# SONY VAIO Netbook W - Strip down - WARNING - lots of pictures



## lemonadesoda (Oct 3, 2009)

Following on from this "open box" review (http://forums.techpowerup.com/showthread.php?t=103106), this post incl. pictures of a strip down as part of the following:


Upgrade memory on SONY VAIO W

See where/how to install SSD

Identify WHY the Vaio W has such a noisey fan 

1./ Turn the VAIO W over:






2./ Open the back cover:





3./ Remove SATA 2.5" HDD (160GB)





4./ Remove 3 screws with a dot by them (circled here in red)





5./ The keyboard pops out. You need to do this to get at the SODIMM memory slot. The default install is 1GB, and you need to take it out and swap it with a bigger SODIMM to upgrade. It does not take 2 SODIMMs, just one.





6./ Original SODIMM top, 2GB replacement, bottom





7./ STRIPPED NAKED





8./ CPU and chipset cooling setup. What could the issue be? Why does it make so much noise. The heatsink looks a bit small. The fan and the external case are not well thought out for airflow





9./ Under the heatsink, what's this? The Atom 330 gets most of the cooling, nearest the fan, the chipset... notoriously hot and inefficient, doesnt get much cooling support





10./ Underperforming cooler, top





11./ Underperforming cooler, flipside





No VAIOs were harmed in this stripdown.  This netbook has been rebuilt and is fully working on 2GB... and is waiting for a SSD upgrade.
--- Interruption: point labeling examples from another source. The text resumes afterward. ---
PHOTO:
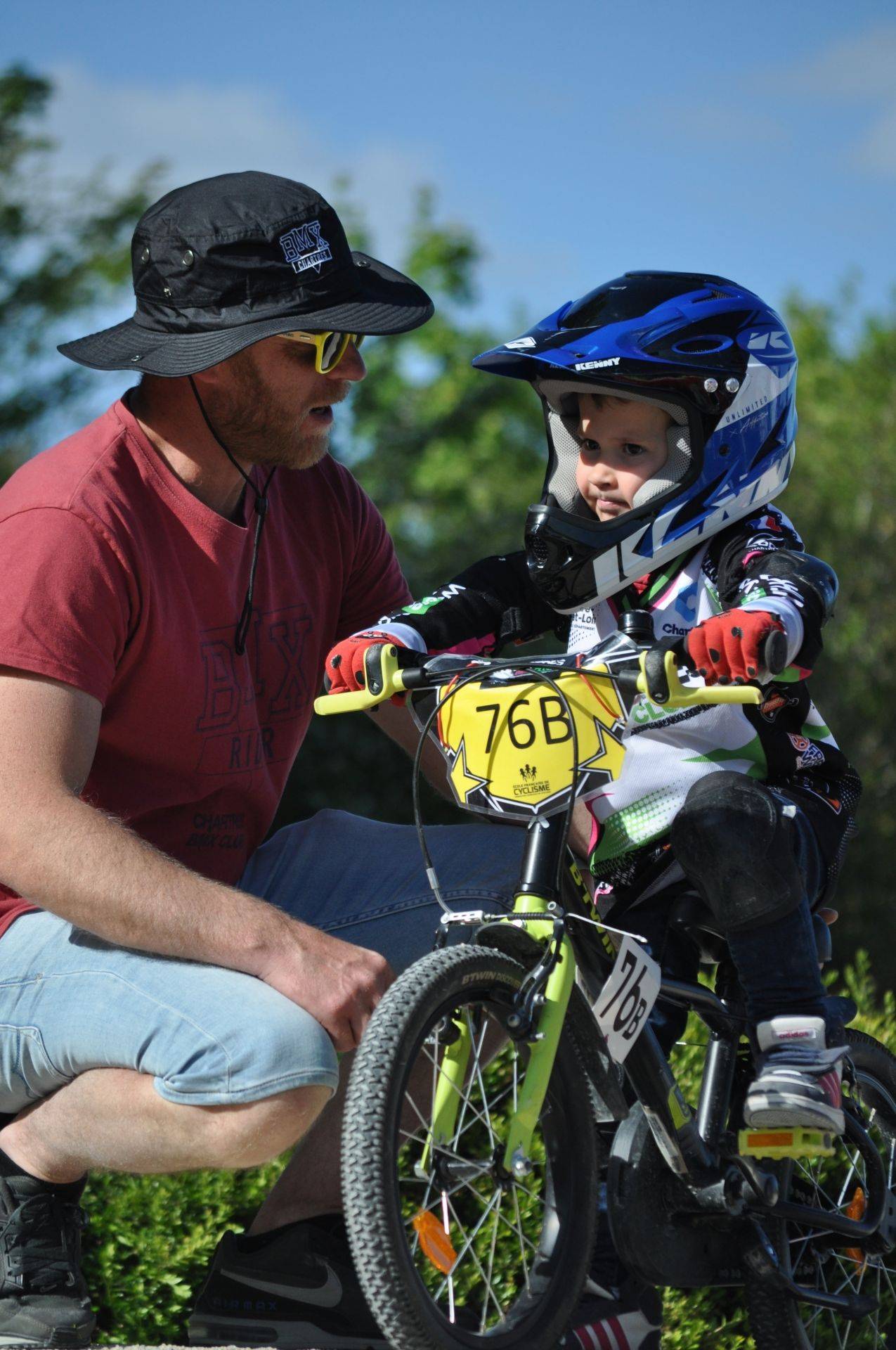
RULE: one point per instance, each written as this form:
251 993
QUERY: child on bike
670 411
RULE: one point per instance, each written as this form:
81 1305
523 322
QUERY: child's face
621 444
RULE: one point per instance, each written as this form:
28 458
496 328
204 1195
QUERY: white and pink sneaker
798 1083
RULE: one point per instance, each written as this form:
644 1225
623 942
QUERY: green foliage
64 252
843 499
150 1241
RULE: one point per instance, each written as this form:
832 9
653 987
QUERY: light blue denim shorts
72 1002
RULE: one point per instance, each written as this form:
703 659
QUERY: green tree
64 252
843 497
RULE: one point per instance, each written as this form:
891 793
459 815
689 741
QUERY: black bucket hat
224 262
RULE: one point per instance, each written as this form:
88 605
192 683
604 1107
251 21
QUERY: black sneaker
294 1287
44 1299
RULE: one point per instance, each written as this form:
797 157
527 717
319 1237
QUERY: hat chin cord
261 513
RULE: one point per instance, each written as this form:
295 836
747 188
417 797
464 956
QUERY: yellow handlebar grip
391 682
706 695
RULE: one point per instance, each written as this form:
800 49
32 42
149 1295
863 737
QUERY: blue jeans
72 1002
777 963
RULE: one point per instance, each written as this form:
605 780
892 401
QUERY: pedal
786 1144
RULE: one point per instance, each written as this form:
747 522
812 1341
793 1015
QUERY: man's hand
344 666
727 648
337 982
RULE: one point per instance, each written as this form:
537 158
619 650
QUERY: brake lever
659 678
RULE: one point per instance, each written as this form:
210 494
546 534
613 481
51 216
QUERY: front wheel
836 1184
453 1250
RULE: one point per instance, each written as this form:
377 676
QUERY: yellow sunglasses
330 347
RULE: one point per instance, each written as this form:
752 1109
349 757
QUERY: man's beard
259 434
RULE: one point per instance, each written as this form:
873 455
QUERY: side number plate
624 1005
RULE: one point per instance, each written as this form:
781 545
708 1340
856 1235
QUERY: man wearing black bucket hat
174 574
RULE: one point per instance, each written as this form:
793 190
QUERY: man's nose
350 368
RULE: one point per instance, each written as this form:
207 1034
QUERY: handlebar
389 671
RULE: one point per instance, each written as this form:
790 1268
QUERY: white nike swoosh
325 1295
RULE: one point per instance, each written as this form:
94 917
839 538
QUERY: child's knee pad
739 849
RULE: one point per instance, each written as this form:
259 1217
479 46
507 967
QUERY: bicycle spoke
491 1263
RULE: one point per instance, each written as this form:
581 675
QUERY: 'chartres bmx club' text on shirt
118 581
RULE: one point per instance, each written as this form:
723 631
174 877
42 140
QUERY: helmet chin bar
575 563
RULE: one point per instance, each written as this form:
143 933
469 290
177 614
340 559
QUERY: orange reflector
774 1138
435 1241
856 1210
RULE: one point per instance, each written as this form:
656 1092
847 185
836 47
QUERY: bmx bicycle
504 1079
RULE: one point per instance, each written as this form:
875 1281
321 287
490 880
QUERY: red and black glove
344 666
727 648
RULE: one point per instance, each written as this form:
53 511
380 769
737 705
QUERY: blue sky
576 139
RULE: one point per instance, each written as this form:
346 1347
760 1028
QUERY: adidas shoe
294 1287
626 1316
798 1084
44 1299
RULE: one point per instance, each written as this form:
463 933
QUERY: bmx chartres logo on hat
305 248
230 261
UPDATE: SSD upgrade here http://forums.techpowerup.com/showthread.php?t=105619


----------



## BraveSoul (Oct 5, 2009)

if its new then its probably driver/bios issue ,  or if its older maybe intake or/and exhaust is clogged with dust ..or you put it on your bed where exhaust or intake is blocked


----------



## lemonadesoda (Oct 8, 2009)

It is nothing more than a poor design.  A bios fix might reduce the problem... but with the consequence of a high idle temperature.
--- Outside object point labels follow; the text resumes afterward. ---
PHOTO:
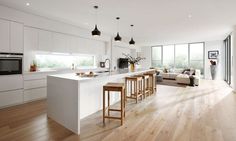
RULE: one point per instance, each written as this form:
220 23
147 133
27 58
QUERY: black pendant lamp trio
118 38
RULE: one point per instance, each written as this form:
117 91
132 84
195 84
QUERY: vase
132 67
213 72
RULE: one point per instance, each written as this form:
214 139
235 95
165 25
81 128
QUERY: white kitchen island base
71 98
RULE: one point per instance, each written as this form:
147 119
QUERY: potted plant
133 60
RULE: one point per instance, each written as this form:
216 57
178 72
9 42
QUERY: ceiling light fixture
96 32
190 16
117 38
132 42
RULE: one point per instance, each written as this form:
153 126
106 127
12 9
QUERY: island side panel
91 93
63 102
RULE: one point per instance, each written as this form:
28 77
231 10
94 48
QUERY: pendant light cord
118 18
96 14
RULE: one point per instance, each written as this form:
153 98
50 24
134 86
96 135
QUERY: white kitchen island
71 98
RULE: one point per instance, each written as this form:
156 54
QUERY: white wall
45 23
234 58
215 45
146 52
95 46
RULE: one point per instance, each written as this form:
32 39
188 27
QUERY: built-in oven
10 63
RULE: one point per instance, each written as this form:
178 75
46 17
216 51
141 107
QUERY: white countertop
119 73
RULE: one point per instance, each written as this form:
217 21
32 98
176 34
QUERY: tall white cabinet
11 37
16 37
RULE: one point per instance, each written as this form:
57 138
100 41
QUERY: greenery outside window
190 55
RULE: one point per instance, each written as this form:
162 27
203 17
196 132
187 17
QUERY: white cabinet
11 82
30 46
10 98
16 37
45 40
35 94
4 36
60 43
35 84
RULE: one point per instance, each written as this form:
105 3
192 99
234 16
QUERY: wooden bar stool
146 84
114 87
133 86
152 83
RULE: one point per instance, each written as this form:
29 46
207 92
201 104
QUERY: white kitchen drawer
36 76
10 98
11 82
35 94
30 84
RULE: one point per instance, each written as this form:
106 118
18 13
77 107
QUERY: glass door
227 43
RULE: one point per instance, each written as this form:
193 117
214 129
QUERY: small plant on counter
133 60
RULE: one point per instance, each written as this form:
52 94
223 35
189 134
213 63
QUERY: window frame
69 55
189 48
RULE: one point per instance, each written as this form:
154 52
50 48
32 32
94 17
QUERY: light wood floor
204 113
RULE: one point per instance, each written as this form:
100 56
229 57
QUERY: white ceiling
156 21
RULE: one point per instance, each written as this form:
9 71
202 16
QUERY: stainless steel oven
10 63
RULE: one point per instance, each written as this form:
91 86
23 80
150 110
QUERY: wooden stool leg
124 103
126 91
104 108
108 100
122 107
136 91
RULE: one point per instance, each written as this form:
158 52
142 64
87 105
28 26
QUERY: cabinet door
30 46
16 37
10 98
60 43
45 40
35 94
4 36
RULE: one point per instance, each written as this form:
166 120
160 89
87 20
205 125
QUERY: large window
169 56
65 61
181 56
157 56
197 56
189 55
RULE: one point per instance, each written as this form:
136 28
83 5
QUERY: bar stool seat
114 87
133 86
152 81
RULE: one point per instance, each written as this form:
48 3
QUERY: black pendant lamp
132 42
117 38
96 32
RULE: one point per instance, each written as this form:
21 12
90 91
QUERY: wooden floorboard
204 113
Engineers need a slap on wrist for this one. Look at pictures 8, 9, 10 and 11, and note that under the fan input there are not holes to air airflow. It is an "exit only" fan design... and the hottest part is the chipset which is the furthest from the fan. The heatsink is not copper (like the other laptop designs) but very lightweight and underspecced.


----------



## dandins (Oct 24, 2009)

hi...
i thought about buying this sexy netbook and you succesfully destroyed my plans.
i just want to ask, if you will check the new W12, it has a different HDD (maybe more performance?) and comes with windows 7 starter.
now that you know everything about the W11 you can tell us the differences / or no differences to the "Updated" Modell W12.
(worst thing is seemingly the new battery with destroys the round design)
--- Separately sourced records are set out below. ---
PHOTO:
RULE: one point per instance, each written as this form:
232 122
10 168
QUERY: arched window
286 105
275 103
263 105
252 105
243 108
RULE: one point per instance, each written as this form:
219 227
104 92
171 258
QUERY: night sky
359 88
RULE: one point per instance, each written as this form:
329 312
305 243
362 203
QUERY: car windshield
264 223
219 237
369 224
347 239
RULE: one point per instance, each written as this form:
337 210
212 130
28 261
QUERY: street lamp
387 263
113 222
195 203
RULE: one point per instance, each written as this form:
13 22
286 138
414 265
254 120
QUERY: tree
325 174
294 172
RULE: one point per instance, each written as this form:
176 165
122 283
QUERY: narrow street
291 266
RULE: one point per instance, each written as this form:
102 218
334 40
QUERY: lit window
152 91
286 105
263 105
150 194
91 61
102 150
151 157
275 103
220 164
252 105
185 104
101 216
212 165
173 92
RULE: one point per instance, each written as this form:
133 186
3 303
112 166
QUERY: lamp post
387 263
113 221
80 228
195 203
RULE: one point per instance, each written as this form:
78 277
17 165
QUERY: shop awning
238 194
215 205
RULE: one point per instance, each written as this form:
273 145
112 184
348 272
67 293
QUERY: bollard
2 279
edit: first is SODIMM upgrade necessary? and should i mind something changing it(Ram type)?/same about SSD? 
thanks :>

sry same post, dont know which posts you observe


----------



## pantherx12 (Oct 24, 2009)

Replace those thermal pads with thin bits of copper and thermal grease!

Nice, reminds me I should of done this when I completely dissembled my Fujitsu Seimens V5355 then rebuilt it : ]


----------



## a111087 (Oct 24, 2009)

so, the fan sucks all the dirt from under the keyboard... no need to clean keyboard then


----------



## pantherx12 (Oct 24, 2009)

I find quite a few laptop manufactures do it, Fujitsu Seimens and the now dead Tempest computers do.


----------



## a111087 (Oct 24, 2009)

^ i have cheap ECS laptop that sucks air from the top, but not underneath the keyboard
there is a metal net like on speakers, between keyboard and monitor.  under that net, there are speakers and a fan with heatsink.  and that fan isn't working when cpu is idle, but under load it sounds like a vacuum. the nice thing is that you can easily take off that net without any tools and heatsink will be cool enough all the time


----------



## Peppermind (Nov 11, 2009)

Hi,

I've just bought a Sony Vaio W (VPCW12S1E) and was pleased to read all your posts and comments. It's fitted with Windows 7 Starter, 1 GB RAM, 250 GB HDD (not really necessary), 6 cells battery (5 hours capacity).

I'm quite happy with this Vaio and do not find the fan to noisy. Let us say the noise is affordable.

My question is about the Windows 7 edition you need to increase the RAM. On the Sony's specs sheet, the maximum RAM is 1 GB. If you look to the Japanese Sony's site (translated by Google), you can read that the RAM is maximum 1 GB with Windows 7 Starter and 2 GB with the Premium edition.

Do you have any experience to confirm this ?

Thanks in advance for your help.


----------



## a111087 (Nov 11, 2009)

^ can't you also use USB stick to boost ram?  
and no, i can't really answer your question


----------



## pierdemeuse (Nov 15, 2009)

Hi,

I have just bought this computer. It is good but I find that it makes too much noise. 
Is there a solution so that the fan stops this noise?
Is it possible to remove the fan as shows it the stripdown? Can it destroyed the computer?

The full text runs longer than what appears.